MORDECHAI VANUNU, the man who revealed Israel’s nuclear secrets to the world in 1986, has demanded that Israel rescind his citizenship and allow him to leave the country.
In a weekend letter to Israeli interior minister Eli Yishai, the nuclear whistleblower cited a new law passed in March under which Israelis convicted of treason automatically lose their right to citizenship.
“I request that you set me free of Israel, since Israel does not want me nor do I want Israel,” he wrote. “I have no interest in Israeli citizenship, I don’t want to go on living here.”
Mr Vanunu, a low-level technician at Israel's Dimona nuclear plant, first hit the headlines in 1986 when he leaked details with photographs he took surreptitiously to the British Sunday Times.

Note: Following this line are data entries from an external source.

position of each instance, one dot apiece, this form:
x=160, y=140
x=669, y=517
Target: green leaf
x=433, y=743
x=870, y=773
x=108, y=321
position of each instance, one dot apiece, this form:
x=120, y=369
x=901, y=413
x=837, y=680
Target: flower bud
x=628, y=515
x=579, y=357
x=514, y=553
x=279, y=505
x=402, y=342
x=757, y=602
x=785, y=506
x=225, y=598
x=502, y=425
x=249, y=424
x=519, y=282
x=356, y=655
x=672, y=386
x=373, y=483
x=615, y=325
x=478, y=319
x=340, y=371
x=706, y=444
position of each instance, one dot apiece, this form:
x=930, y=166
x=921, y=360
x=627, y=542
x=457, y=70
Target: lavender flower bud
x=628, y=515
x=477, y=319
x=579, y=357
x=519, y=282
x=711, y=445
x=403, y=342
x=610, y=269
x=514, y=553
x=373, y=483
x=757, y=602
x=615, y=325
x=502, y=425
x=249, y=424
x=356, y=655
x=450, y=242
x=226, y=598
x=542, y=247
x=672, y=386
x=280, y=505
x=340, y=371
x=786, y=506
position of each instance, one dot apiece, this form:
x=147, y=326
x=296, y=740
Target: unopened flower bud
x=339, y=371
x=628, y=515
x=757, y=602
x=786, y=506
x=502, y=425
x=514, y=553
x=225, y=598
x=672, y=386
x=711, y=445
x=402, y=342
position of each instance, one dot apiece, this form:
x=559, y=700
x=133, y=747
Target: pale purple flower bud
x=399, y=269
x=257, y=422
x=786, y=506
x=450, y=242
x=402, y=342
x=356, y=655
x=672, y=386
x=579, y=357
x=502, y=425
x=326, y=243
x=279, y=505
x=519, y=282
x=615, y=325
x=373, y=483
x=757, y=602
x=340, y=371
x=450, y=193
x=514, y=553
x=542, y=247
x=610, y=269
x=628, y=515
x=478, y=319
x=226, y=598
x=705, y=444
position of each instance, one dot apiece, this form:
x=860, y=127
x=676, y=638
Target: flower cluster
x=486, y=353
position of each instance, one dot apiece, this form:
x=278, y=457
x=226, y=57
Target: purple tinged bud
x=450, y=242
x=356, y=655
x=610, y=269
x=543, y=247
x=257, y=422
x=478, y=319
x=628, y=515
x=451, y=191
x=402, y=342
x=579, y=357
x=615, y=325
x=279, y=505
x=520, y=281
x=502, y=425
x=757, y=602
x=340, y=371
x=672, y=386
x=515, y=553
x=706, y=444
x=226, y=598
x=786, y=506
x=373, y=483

The revelations marked the first concrete proof that Israel had the capacity to manufacture nuclear bombs. Israel maintains a policy of “nuclear ambiguity”, neither confirming nor denying foreign reports of its nuclear potential.
Partly based on the secrets he revealed, foreign experts concluded that Israel was the world’s sixth-largest nuclear power.
Mr Vanunu, a convert to Christianity, said that although no state had offered him asylum, if released he would take the first flight out of Israel to any country willing to have him. He said he had no more nuclear secrets to reveal that could potentially damage Israeli security.
In 2004 he completed an 18-year sentence, most of which was spent in solitary confinement. Strict conditions were attached to his release, including a ban on leaving the country, a ban on entering the Palestinian territories and a ban on meeting foreign journalists.
Since his release, Mr Vanunu has twice served jail terms after convictions for parole violations.